Rack controller disconnects when the regiond process can't find self in database.

Bug #1703686 reported by Andres Rodriguez
8
This bug affects 1 person
Affects Status Importance Assigned to Milestone
MAAS
Invalid
Critical
Unassigned
2.2
Invalid
Critical
Unassigned

Bug Description

It was reported that when doing some changes to MAAS model, it causes the rack controller to disconnect.

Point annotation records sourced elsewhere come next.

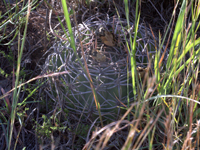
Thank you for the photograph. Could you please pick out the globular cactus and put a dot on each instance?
(107, 60)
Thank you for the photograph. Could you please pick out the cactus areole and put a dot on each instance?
(107, 57)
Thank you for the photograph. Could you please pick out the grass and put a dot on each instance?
(161, 111)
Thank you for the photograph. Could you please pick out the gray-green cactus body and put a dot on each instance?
(109, 75)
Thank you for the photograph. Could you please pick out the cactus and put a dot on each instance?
(107, 66)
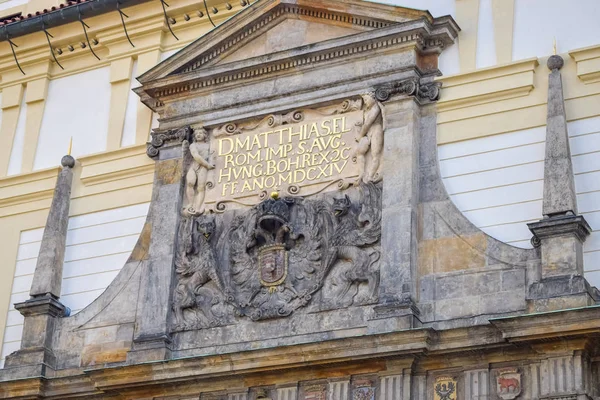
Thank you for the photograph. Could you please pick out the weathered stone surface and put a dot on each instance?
(47, 278)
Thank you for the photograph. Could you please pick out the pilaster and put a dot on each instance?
(11, 106)
(339, 390)
(561, 232)
(402, 123)
(144, 114)
(120, 75)
(37, 91)
(152, 339)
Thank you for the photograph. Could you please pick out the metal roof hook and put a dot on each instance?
(84, 26)
(208, 14)
(12, 48)
(122, 14)
(48, 36)
(164, 4)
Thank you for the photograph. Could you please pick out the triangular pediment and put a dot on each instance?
(272, 26)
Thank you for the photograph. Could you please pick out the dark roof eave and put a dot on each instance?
(57, 16)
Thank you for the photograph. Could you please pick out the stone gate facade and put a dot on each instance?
(300, 243)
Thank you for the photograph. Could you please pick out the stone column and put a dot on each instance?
(397, 287)
(561, 232)
(391, 388)
(152, 338)
(477, 384)
(237, 396)
(44, 307)
(339, 390)
(287, 393)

Statement:

"just changing the fabrics the various VLANs and subnets belong to seems to set it off"

Causes:

2017-07-11 16:20:57 twisted.internet.protocol.Factory: [info] RegionServer connection established (HOST:IPv6Address(TCP, '::ffff:172.26.10.11', 5252) PEER:IPv6Address(TCP, '::ffff:172.26.10.11', 43936)) [11/2555]
2017-07-11 16:20:57 twisted.internet.protocol.Factory: [info] RegionServer connection established (HOST:IPv6Address(TCP, '::ffff:172.26.17.11', 5251) PEER:IPv6Address(TCP, '::ffff:172.26.17.11', 46664))
2017-07-11 16:20:57 twisted.internet.protocol.Factory: [info] RegionServer connection established (HOST:IPv6Address(TCP, '::ffff:172.26.16.11', 5250) PEER:IPv6Address(TCP, '::ffff:172.26.16.11', 41964))
2017-07-11 16:20:57 maasserver.rpc.regionservice: [info] Rack controller authenticated from '::ffff:172.26.16.11:38184'.
2017-07-11 16:20:57 maasserver.rpc.regionservice: [info] Rack controller authenticated from '::ffff:172.26.10.11:43936'.
2017-07-11 16:20:57 maasserver.rpc.regionservice: [info] Rack controller authenticated from '::ffff:172.26.16.11:41964'.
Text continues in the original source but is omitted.